Que leur importait ? Si leurs cœurs, en un élan de reconnaissance, donnèrent, à cette minute même, un souvenir à l’aïeul, ce fut seulement parce que ce grand prévoyant, dont on avait tant souri, les avait fiancés dans le passé ; ce fut parce que ce vieillard chimérique, qui croyait aux légendes, s’était révolté contre la triste évidence des choses positives, pour garder Claude à Gérard, pour nier que la mort eût pu séparer ceux que l’amour devait unir…

… Puis, Pierre se retrouva seul dans le boudoir de la Belle au bois.

Claude lui avait dit :

— Ayez patience, je viendrai vous chercher bientôt.

A son tour, il se sentit bouleversé de crainte, d’inquiétude.

Il attachait fort peu de prix à la fortune et le nom de Fargeot, tel qu’il l’avait porté, et qu’il le portait, lui semblait, à vrai dire, valoir le nom de Chanteraine. Il croyait fermement qu’il y a plus d’honneur pour un homme à mériter l’estime et la considération de ses semblables par ses actes personnels et son caractère propre qu’à les tenir d’un nom et d’un titre illustrés par les œuvres plus ou moins lointaines d’aïeux plus ou moins légendaires… Mais seul, le nom de Chanteraine permettrait à l’officier républicain d’épouser Claude.

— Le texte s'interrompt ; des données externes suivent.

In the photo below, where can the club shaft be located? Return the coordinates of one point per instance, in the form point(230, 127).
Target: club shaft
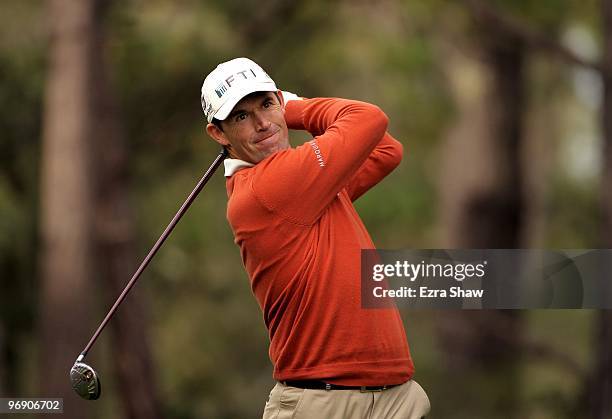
point(192, 196)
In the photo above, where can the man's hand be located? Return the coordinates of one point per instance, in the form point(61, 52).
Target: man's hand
point(288, 97)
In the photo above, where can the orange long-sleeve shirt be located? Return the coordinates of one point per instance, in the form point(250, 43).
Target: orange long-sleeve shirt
point(300, 240)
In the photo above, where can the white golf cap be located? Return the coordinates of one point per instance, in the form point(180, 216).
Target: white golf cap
point(227, 84)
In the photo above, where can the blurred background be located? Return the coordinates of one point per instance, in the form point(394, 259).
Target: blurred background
point(505, 112)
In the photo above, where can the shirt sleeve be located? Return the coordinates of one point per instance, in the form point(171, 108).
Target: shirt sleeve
point(384, 158)
point(300, 183)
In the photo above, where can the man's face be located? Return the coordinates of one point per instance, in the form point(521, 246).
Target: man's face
point(255, 128)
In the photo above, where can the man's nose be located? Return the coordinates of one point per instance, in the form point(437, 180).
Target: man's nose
point(261, 122)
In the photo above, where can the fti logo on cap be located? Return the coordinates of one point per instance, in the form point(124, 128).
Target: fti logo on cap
point(241, 75)
point(227, 84)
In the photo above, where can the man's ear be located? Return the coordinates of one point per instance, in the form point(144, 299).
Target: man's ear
point(216, 134)
point(281, 99)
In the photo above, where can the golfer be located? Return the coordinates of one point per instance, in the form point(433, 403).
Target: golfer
point(291, 212)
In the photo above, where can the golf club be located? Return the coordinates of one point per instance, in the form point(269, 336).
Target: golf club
point(85, 381)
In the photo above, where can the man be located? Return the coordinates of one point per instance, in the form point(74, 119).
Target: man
point(300, 238)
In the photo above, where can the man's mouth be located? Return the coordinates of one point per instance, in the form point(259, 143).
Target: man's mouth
point(267, 136)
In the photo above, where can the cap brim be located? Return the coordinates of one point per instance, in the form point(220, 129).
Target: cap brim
point(231, 101)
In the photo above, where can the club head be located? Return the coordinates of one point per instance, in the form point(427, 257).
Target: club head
point(85, 381)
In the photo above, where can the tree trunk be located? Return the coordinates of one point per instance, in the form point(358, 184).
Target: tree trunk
point(601, 388)
point(115, 238)
point(484, 206)
point(66, 200)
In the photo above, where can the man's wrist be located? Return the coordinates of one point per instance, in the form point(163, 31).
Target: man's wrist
point(293, 113)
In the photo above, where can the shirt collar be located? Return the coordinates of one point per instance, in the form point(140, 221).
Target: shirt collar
point(234, 165)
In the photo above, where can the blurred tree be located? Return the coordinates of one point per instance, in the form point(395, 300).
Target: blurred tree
point(600, 388)
point(485, 207)
point(114, 239)
point(67, 199)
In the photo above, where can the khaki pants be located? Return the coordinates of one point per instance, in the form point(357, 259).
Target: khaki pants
point(408, 401)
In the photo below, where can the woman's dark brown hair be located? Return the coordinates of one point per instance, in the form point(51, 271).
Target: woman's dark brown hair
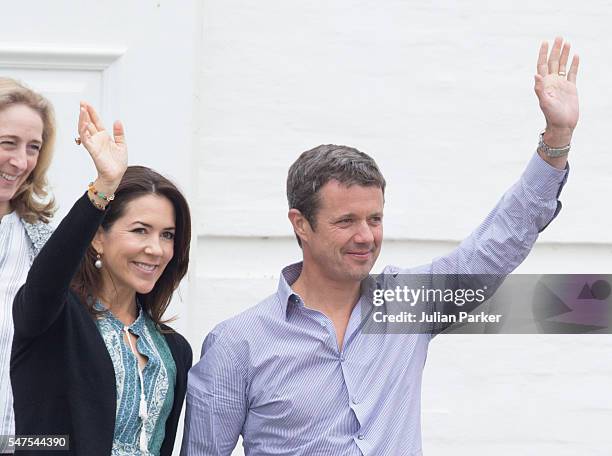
point(141, 181)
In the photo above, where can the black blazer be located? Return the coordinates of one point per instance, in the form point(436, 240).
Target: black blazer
point(62, 375)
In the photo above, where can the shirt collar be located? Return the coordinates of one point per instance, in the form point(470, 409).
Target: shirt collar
point(285, 294)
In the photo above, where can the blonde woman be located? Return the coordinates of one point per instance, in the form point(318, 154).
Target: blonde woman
point(27, 134)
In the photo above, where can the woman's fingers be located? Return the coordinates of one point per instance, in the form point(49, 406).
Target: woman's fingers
point(95, 119)
point(542, 66)
point(571, 76)
point(118, 132)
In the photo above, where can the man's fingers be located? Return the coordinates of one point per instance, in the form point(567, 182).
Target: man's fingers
point(564, 57)
point(542, 66)
point(571, 76)
point(118, 132)
point(553, 60)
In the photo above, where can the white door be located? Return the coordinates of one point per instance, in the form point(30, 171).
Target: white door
point(134, 61)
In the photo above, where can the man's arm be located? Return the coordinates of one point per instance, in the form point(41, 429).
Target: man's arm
point(216, 402)
point(558, 97)
point(505, 237)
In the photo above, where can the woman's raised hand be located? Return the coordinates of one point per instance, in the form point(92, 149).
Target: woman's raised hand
point(109, 154)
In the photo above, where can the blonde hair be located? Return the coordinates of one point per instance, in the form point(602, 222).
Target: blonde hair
point(32, 201)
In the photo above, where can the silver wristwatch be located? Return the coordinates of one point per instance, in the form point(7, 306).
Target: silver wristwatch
point(552, 152)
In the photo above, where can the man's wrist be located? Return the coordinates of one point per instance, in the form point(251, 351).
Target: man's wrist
point(558, 137)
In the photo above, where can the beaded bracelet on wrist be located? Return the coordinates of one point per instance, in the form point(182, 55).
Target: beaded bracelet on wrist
point(102, 196)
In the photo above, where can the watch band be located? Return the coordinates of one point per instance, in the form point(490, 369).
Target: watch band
point(552, 152)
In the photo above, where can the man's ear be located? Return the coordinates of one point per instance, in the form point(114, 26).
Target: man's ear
point(98, 241)
point(301, 226)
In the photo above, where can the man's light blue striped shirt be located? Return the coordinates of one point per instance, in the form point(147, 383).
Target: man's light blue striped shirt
point(274, 374)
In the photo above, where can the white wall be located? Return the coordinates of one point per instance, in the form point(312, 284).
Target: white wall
point(441, 94)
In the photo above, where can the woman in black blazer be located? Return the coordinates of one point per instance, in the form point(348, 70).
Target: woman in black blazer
point(92, 358)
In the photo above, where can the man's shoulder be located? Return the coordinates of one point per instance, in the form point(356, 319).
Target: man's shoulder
point(244, 326)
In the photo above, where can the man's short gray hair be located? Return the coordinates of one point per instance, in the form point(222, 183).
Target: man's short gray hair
point(315, 167)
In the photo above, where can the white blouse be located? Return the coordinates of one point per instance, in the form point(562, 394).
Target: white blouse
point(15, 254)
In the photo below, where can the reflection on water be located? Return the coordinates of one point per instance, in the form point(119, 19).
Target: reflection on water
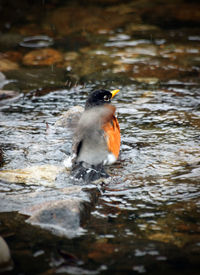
point(148, 213)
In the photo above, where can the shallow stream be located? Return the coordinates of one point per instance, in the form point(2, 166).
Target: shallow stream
point(146, 218)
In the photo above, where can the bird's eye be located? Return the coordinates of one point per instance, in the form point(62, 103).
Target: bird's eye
point(106, 98)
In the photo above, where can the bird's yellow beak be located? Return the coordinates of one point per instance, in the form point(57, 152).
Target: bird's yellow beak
point(114, 92)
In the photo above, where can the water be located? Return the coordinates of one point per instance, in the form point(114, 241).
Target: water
point(146, 218)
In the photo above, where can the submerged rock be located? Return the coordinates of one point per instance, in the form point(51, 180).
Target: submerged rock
point(32, 175)
point(60, 217)
point(5, 257)
point(7, 65)
point(6, 94)
point(42, 57)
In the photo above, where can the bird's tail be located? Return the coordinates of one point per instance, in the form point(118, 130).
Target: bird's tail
point(87, 172)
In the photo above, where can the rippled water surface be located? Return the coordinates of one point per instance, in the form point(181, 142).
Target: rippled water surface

… Ce qui se décidait dans le salon de l’épinette ou sous les yeux des vieux portraits, c’était l’avenir de cet amour passionné qui avait pris la vie de Pierre.

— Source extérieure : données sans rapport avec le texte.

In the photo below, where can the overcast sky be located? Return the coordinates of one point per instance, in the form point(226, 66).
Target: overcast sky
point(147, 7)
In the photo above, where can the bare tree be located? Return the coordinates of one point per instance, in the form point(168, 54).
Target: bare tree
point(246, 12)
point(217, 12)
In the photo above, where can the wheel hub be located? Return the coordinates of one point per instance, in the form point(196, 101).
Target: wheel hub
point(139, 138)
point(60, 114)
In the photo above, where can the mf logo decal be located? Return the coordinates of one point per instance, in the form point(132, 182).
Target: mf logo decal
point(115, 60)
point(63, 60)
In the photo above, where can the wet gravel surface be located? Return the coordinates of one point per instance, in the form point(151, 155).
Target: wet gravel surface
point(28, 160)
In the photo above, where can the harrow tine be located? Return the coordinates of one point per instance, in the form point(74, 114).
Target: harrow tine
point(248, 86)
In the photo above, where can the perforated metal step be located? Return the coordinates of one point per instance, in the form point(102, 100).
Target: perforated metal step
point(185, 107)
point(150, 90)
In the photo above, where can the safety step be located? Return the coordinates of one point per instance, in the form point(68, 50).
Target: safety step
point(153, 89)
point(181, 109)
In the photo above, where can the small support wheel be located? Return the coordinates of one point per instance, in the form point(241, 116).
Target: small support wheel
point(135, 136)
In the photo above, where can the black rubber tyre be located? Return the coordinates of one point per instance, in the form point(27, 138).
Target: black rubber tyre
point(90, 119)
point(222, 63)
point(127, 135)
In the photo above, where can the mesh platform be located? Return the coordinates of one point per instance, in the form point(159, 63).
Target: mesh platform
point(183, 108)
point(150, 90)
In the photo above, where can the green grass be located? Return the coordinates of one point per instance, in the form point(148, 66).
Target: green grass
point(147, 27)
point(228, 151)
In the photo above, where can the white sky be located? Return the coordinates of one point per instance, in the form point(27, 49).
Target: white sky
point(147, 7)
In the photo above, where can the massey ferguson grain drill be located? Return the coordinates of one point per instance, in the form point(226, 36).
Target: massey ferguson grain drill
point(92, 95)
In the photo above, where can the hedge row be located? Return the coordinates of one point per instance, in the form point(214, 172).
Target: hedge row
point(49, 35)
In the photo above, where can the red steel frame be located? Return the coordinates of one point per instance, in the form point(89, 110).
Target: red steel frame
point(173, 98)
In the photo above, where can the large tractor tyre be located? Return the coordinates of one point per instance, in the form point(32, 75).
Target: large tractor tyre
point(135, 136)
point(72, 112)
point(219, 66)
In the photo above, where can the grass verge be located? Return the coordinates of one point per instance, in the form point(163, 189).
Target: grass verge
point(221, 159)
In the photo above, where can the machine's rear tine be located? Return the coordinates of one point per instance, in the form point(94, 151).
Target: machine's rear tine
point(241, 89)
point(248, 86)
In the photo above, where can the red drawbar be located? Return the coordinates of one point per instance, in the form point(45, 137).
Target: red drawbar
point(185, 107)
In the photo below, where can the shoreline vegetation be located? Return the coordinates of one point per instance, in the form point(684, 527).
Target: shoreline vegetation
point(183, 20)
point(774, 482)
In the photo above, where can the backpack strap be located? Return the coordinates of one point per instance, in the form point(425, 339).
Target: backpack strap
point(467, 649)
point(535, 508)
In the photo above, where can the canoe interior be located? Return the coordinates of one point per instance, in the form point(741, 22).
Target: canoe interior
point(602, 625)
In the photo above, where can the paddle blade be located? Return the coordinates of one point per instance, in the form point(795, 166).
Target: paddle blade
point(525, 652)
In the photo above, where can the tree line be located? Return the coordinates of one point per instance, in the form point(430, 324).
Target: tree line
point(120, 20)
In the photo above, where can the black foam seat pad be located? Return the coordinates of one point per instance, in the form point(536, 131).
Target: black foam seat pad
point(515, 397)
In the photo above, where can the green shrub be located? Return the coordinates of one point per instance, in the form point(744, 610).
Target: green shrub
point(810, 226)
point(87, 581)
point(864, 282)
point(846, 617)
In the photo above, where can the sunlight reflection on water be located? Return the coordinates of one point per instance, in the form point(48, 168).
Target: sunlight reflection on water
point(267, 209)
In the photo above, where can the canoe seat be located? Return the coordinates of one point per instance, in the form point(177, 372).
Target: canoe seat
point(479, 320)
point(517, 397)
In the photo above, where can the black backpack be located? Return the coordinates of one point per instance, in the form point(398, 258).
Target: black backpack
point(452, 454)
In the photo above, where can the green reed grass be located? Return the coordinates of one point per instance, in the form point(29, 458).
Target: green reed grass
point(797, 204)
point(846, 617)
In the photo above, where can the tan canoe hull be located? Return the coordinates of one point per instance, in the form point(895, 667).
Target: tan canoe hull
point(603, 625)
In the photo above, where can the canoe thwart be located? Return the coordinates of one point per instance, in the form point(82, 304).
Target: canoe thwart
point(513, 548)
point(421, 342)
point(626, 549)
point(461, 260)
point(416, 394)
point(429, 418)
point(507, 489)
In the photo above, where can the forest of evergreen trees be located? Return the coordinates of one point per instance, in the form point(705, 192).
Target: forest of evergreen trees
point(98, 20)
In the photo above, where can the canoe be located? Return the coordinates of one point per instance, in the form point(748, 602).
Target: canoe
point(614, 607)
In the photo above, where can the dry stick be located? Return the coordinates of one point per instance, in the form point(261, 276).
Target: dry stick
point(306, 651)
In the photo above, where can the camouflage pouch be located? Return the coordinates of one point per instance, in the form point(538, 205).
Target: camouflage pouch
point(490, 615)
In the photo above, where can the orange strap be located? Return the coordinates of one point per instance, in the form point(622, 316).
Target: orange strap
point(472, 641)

Et le jeune homme se disait douloureusement qu’il ne lui était guère permis d’attendre de mademoiselle Charlotte de Chanteraine et des cousins de Plouvarais, l’adorable confiance que Claude lui avait témoignée.

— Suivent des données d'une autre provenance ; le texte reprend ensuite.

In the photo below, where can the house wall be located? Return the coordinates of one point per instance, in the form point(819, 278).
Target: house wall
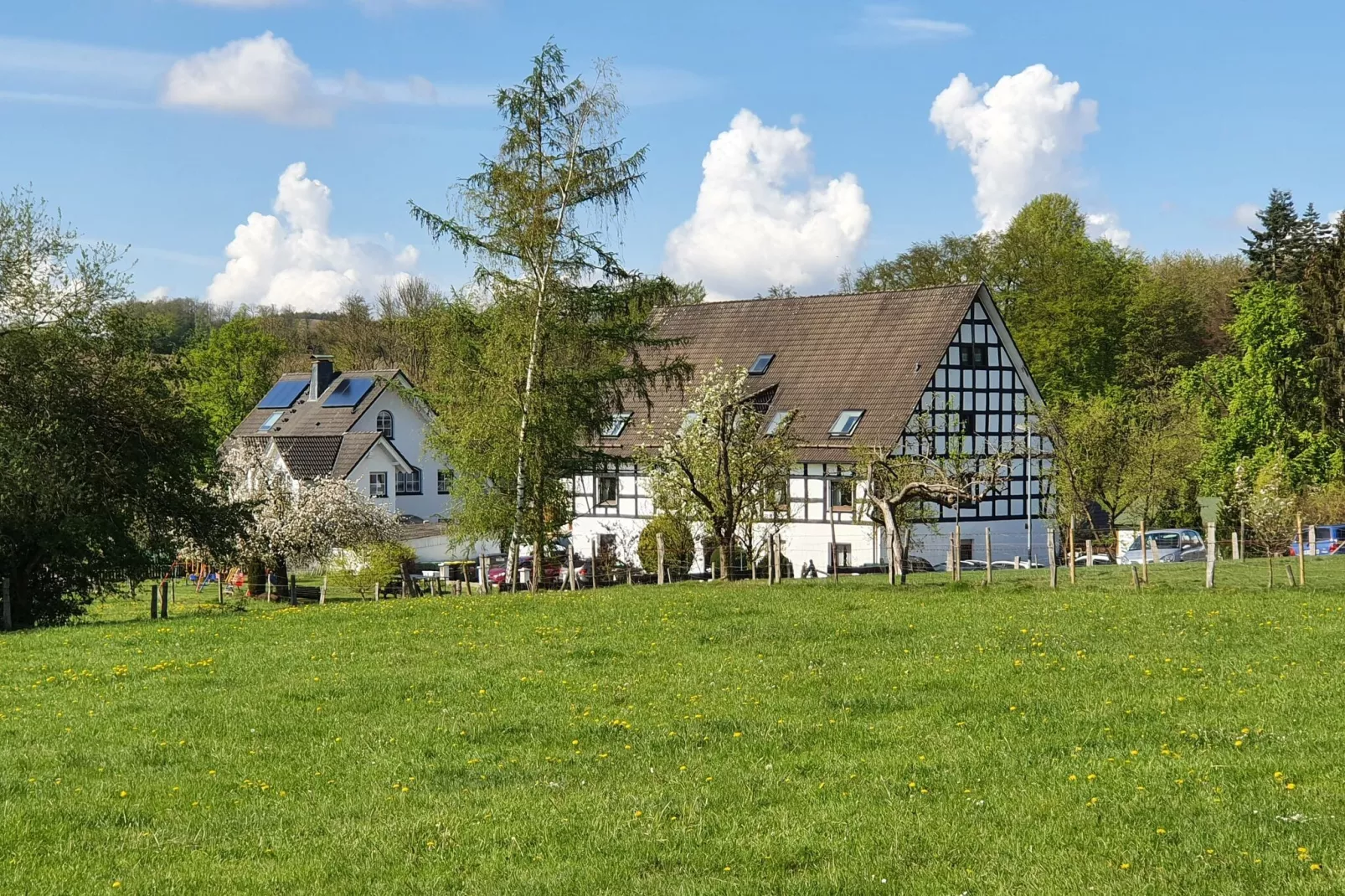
point(977, 403)
point(410, 430)
point(377, 461)
point(807, 530)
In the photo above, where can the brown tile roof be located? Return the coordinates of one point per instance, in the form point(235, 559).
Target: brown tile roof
point(869, 352)
point(354, 445)
point(310, 456)
point(308, 417)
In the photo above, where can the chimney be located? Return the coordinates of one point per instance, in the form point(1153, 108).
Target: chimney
point(323, 376)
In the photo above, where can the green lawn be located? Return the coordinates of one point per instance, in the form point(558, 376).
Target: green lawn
point(814, 738)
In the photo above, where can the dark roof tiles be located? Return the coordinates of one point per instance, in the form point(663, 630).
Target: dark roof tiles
point(869, 352)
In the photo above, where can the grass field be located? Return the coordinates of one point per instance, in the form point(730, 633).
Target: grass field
point(816, 738)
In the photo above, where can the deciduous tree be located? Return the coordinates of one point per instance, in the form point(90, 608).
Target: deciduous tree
point(554, 342)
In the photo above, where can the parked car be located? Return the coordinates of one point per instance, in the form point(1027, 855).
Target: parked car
point(1009, 564)
point(1325, 540)
point(1167, 547)
point(966, 564)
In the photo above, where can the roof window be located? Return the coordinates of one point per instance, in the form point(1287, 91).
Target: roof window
point(283, 394)
point(760, 365)
point(845, 424)
point(616, 425)
point(348, 392)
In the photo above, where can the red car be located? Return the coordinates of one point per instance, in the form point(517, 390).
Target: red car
point(554, 572)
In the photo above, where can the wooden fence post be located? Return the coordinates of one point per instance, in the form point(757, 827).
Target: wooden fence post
point(1051, 554)
point(1302, 549)
point(1143, 552)
point(658, 538)
point(989, 557)
point(1211, 554)
point(1071, 549)
point(956, 550)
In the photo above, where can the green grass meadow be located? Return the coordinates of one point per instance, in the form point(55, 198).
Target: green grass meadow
point(814, 738)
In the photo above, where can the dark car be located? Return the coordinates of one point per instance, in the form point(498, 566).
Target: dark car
point(554, 571)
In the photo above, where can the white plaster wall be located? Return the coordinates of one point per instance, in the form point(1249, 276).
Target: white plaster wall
point(810, 540)
point(410, 430)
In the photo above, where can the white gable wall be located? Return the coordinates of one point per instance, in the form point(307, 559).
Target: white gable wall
point(997, 396)
point(377, 461)
point(410, 427)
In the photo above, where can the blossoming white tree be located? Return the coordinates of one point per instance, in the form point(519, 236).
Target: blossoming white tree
point(299, 523)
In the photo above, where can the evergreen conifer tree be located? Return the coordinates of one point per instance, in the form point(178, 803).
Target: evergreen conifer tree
point(1271, 250)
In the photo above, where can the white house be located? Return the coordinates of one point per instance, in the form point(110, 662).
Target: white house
point(363, 427)
point(869, 370)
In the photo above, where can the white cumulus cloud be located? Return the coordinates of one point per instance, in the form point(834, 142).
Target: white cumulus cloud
point(255, 75)
point(292, 259)
point(883, 23)
point(265, 77)
point(1245, 215)
point(763, 217)
point(1023, 136)
point(1105, 225)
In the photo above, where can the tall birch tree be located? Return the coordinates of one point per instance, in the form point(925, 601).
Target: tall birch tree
point(557, 324)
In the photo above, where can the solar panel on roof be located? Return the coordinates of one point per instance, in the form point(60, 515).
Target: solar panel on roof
point(760, 365)
point(348, 392)
point(284, 393)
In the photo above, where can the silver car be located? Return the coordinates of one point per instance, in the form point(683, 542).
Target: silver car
point(1167, 547)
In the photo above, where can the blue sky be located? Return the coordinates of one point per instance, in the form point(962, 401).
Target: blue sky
point(164, 124)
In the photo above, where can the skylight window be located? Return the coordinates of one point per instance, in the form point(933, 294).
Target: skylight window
point(776, 421)
point(760, 365)
point(845, 424)
point(616, 425)
point(348, 392)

Dans cette famille, hostile par naissance et par conviction, aux idées qu’il avait lui-même respectées et défendues, dans ce milieu étroit où, loin d’être considérés comme de sérieuses garanties d’honneur et de loyauté, le caractère de sa personnalité, son grade, l’histoire de sa vie ne pouvaient que le desservir, peut-être allait-il passer pour un imposteur ?

Les bijoux qu’il avait remis à mademoiselle de Chanteraine étaient indéniablement ceux que le vieux duc avait jadis confiés à sa belle-fille, mais comment prouver qu’Antonin Fargeot avait bien réellement sauvé l’héritier des Chanteraine ou comment prouver que Pierre, l’enfant élevé par le maître d’école, était bien l’orphelin qu’Antonin Fargeot avait sauvé ?

A force de songer à l’incrédulité qui accueillerait certainement la communication de Claude, Pierre en arrivait à trouver cette incrédulité légitime et à discuter lui-même son droit de revendiquer un nom dont rien n’affirmait irréfutablement qu’il fût l’héritier.

Devenu possesseur avant la Révolution, et par un concours de circonstances quelconque, des objets qui avaient appartenu au petit Gérard, Antonin Fargeot n’avait-il pas pu, dans le but d’assurer une destinée brillante à Pierre, son véritable fils, broder sur des faits réels l’histoire racontée à tante Manon ?

A ces suppositions, des remords se mêlaient, car Pierre se reprochait bien vite de salir ainsi la mémoire d’un homme dont le caractère ne lui paraissait pas avoir justifié jamais une accusation de cette nature…

… Et l’absence de mademoiselle de Chanteraine semblait ne plus devoir finir, et l’anxiété du jeune homme s’exaspérait dans cette attente impuissante…

Enfin, Claude entra, et, prenant par la main celui qu’en dépit de toute opinion étrangère elle était décidée à considérer comme son cousin, elle l’entraîna dans la salle des portraits où mademoiselle Charlotte de Chanteraine, M. de Plouvarais, mademoiselle Marie-Rose et le fidèle Fridolin étaient réunis.